Page MenuHomePhabricator

A few alterblocks events have event_timestamps from before 2001
Open, MediumPublic


mediawiki_history includes 70 events with timestamps before 2001, all of them alterblocks events. For a full list, see this spreadsheet. In addition to the incorrect timestamps, the events all have null event_user_id and event_user_text (even though this should be filled in with the details of the blocking user) and null event_comment (even though many of the blocks had comments).

All of the users concerned seem to have a weird block of one of two types:

Event Timeline

@matmarex mentioned that this is probably related to the fact that you can provide a string as the block length and PHP's date math does something weird with it

Some examples I was thinking about when I said that:

Garbage input to date parsing functions can result in blocks with expirations in the past (usually around 1970 ;) ) or millennia in the future.

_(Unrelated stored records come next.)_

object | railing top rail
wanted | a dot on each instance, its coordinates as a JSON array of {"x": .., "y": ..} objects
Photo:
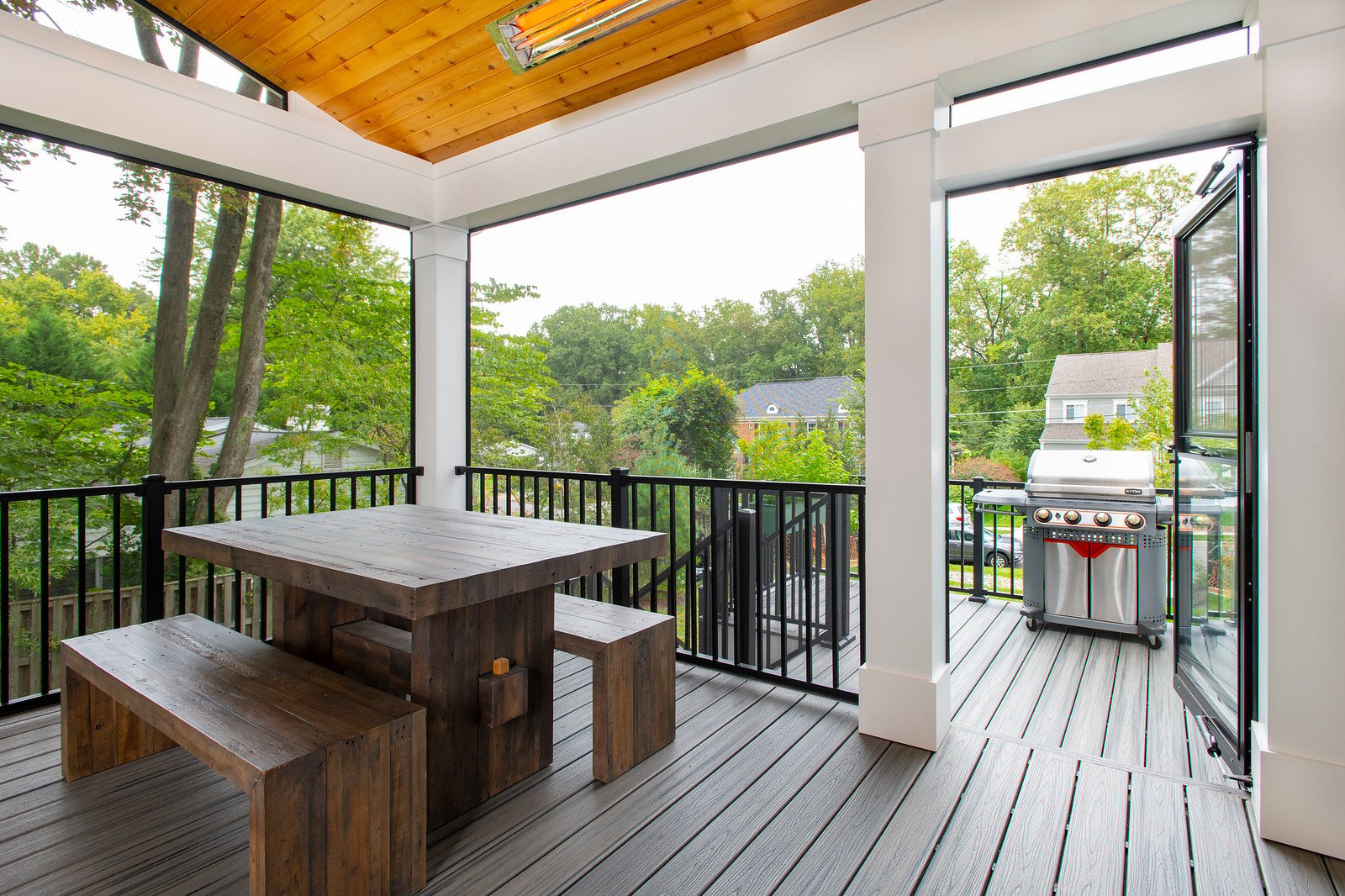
[
  {"x": 993, "y": 483},
  {"x": 138, "y": 488},
  {"x": 999, "y": 483},
  {"x": 282, "y": 478},
  {"x": 84, "y": 492},
  {"x": 545, "y": 474},
  {"x": 744, "y": 485}
]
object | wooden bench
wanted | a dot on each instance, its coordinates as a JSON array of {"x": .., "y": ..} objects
[
  {"x": 634, "y": 656},
  {"x": 334, "y": 770}
]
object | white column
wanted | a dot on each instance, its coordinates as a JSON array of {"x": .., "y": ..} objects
[
  {"x": 1298, "y": 739},
  {"x": 905, "y": 683},
  {"x": 439, "y": 255}
]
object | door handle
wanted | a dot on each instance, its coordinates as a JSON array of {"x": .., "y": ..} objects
[{"x": 1207, "y": 735}]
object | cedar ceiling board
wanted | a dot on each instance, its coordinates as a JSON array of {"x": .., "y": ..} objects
[
  {"x": 398, "y": 62},
  {"x": 306, "y": 31},
  {"x": 428, "y": 66},
  {"x": 356, "y": 57},
  {"x": 397, "y": 76},
  {"x": 188, "y": 13},
  {"x": 335, "y": 51},
  {"x": 501, "y": 100},
  {"x": 799, "y": 15},
  {"x": 506, "y": 93},
  {"x": 479, "y": 93},
  {"x": 392, "y": 55}
]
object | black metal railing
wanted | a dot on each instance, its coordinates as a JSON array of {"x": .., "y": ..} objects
[
  {"x": 76, "y": 561},
  {"x": 992, "y": 548},
  {"x": 763, "y": 577},
  {"x": 993, "y": 540}
]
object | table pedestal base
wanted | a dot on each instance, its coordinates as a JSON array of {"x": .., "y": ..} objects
[{"x": 467, "y": 762}]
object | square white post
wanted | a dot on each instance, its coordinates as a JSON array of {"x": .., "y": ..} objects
[
  {"x": 439, "y": 255},
  {"x": 905, "y": 681},
  {"x": 1298, "y": 739}
]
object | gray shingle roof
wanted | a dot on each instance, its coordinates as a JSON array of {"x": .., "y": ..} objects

I don't know what kind of issues this is causing for you, but I would advise not worrying about it :)

(Your spreadsheet is not accessible btw)

Thank your for the extra context!

I don't know what kind of issues this is causing for you, but I would advise not worrying about it :)

Well, there's no issue with the expiration times being weird and long or even in the past (which is just reality); it's that those weird expiration times seem to cause this dataset to incorrectly state the time when the block was applied. And indeed, the number of affected rows is very small, but looking at it might illuminate other issues in the data generation process (not to mention save data users from having to constantly add where event_timestamp > "2001" to queries 🙂).

(Your spreadsheet is not accessible btw)

Fixed, sorry!

Thanks @Neil_P._Quinn_WMF and @matmarex :)
This error is indeed related to wrong filtering of weird block-expirations.
A patch fixing this and more should come in the relatively near future, as there are other issues with user-alterblocks events.

fdans triaged this task as Medium priority.Mar 25 2019, 3:59 PM
fdans moved this task from Incoming to Data Quality on the Analytics board.

I haven't have time to fix this with this bunch of changes. Keeping it in backlog of things to do for mediawiki_history.